4. Tondo, Manila, Philippines
Population: 600,000
Built on a dumpsite on the outskirts of metro Manila, Tondo has a population density of 80,000 people per square kilometer. Dirty water and other hygiene issues mean that disease is rampant, and sorting through the rubbish for items that can be sold or recycled is the only source of income for many residents who are lucky if they earn $2.50 a day. In one area of the slum, known as "Happyland," residents eke out a living by collecting chicken scraps from the garbage and boiling them to make a dish called "pagpag" for sale to other destitute slum dwellers.
Population: 1 million

5. Dharavi, Mumbai

Population: 1 million

Romanticized in the Oscar-winning film "Slumdog Millionaire," Dharavi is a sprawling warren of narrow lanes, interconnected shacks and single-room living spaces that double as factories. Residents work as potters, leather tanners, weavers and soap makers amid the slum's open drains; some estimates peg the teeming community's annual sales as high as $1 billion.

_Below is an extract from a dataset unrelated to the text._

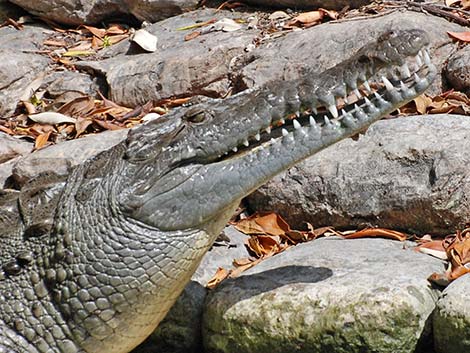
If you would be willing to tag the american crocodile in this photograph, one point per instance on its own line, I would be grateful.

6. Ciudad Nezahualcoyotl (Neza), Mexico City
Population: 1.1 million
While some contend that Ciudad Nezahualcoyotl, also known as Neza, has evolved from a slum into a suburb, the brick-and-mortar houses are scattered among improvised shanties, and the neighborhood is considered extremely dangerous, even by drug war-plagued Mexico's standards. Community action prompted the government to formalize land titles, start garbage collection and build some other key infrastructure. Now, about 70% of residents work within the area, which is Mexico's most densely populated municipality.

7. Kibera, Kawangware and Mathare, Nairobi, Kenya
Population: 1.5 million
More than two-thirds of the residents in the Kenyan capital live in three slums crowded into just 6% of the city's land. Kibera, for instance, is a sprawling community of 15 interconnected villages of mud huts and tin shacks. Though infrastructure improvements like piped water, tarmac roads and streetlights are improving lives in Kibera and other Nairobi slums, criminal gangs, political violence and extrajudicial police killings are still serious problems.

8. Orangi Town, Karachi, Pakistan
Population: 1.5 million to 2.4 million
This cluster of 113 settlements on the outskirts of Karachi, on Pakistan's western coast, sprawls across some 8,000 acres and is home to at least 1.5 million people, though many estimates peg the total closer to 2.4 million. Residents live in houses made from concrete blocks, with eight to 10 people sharing two or three rooms. Deprived of government services, the community has financed and built its own sewer system — with locals taking responsibility for maintaining it — and many residents are employed making carpets, leather goods and other products. But overcrowding and lack of access to clean water (or any water at all) contributes to health problems including malaria, drug-resistant typhoid and water-borne diseases like Naegleria fowleri, a brain-destroying amoeba.